Autophagy gene atg-3 limits Orsay virus infection in C. elegans through regulation of collagen pathways

Autophagy is an essential process which functions to maintain cellular homeostasis in response to stressors such as starvation or infection. Here, we report that a subset of autophagy genes including atg-3 played an antiviral role in Orsay virus infection of Caenorhabditis elegans although infection itself did not modulate autophagic flux. Re-feeding after starvation limited Orsay virus infection and blocked autophagic flux, which suggested that the role of atg-3 in Orsay virus susceptibility was independent of its role in maintaining autophagic flux. Interestingly, atg-3 mutants phenocopied rde-1 mutants, which have a defect in RNA interference (RNAi), in transcriptional response to infection though atg-3 mutants did not exhibit defects in RNAi. Additionally, atg-3 limited viral infection at a post-entry step similar to rde-1 mutants. Differential expression analysis using RNA sequencing revealed that sqt-2, which encodes a collagen trimer protein, was depleted in infected WT animals and in naïve and infected atg-3 mutants, suggesting that atg-3 has a role in collagen organization pathways that play a role in antiviral defense in C. elegans.

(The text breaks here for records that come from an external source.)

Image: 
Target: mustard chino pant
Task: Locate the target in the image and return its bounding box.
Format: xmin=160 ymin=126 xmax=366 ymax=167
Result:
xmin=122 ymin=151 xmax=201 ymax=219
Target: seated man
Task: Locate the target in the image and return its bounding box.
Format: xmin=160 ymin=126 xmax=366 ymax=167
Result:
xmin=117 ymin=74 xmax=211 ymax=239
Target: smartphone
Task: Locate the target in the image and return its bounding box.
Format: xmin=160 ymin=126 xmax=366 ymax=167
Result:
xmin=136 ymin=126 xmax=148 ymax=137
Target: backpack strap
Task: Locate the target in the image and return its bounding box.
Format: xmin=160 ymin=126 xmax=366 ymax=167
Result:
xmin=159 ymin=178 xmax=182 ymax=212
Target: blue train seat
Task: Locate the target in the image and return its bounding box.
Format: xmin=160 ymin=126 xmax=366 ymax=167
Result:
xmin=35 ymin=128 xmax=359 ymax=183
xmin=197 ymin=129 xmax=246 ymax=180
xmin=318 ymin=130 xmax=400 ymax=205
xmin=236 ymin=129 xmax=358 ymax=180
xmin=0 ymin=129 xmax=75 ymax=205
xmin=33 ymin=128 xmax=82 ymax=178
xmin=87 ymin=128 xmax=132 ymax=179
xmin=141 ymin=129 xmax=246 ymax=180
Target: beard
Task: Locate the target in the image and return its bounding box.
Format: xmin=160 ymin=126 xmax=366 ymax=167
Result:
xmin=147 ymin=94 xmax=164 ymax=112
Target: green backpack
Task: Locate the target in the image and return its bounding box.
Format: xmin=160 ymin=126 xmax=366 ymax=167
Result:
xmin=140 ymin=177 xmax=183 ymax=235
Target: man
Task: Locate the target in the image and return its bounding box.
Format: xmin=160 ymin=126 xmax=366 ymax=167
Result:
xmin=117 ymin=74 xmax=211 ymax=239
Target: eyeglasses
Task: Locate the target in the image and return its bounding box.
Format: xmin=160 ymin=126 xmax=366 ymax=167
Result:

细胞自噬（Autophagy）是一类维持细胞稳态的核心生理过程，可响应饥饿、感染等应激原发挥功能。本研究报道，在秀丽隐杆线虫（Caenorhabditis elegans）感染奥赛病毒（Orsay virus）的模型中，包括atg-3在内的部分自噬相关基因发挥了抗病毒作用，尽管病毒感染本身并未改变自噬流（autophagic flux）水平。饥饿后重新喂食可抑制奥赛病毒感染并阻断自噬流，这一现象提示atg-3在奥赛病毒易感性中的功能，与其维持自噬流的作用相互独立。有趣的是，尽管atg-3突变体并未表现出RNA干扰（RNA interference, RNAi）缺陷，但其感染后的转录应答表型与存在RNA干扰缺陷的rde-1突变体一致。此外，atg-3可在病毒入侵后的阶段限制病毒感染，这一表型同样与rde-1突变体相似。通过RNA测序（RNA sequencing）开展的差异表达分析显示，编码胶原三聚体蛋白的sqt-2在感染的野生型动物以及未感染和感染的atg-3突变体中均出现表达下调，这表明atg-3参与调控胶原组织通路，而该通路在秀丽隐杆线虫的抗病毒防御中发挥重要作用。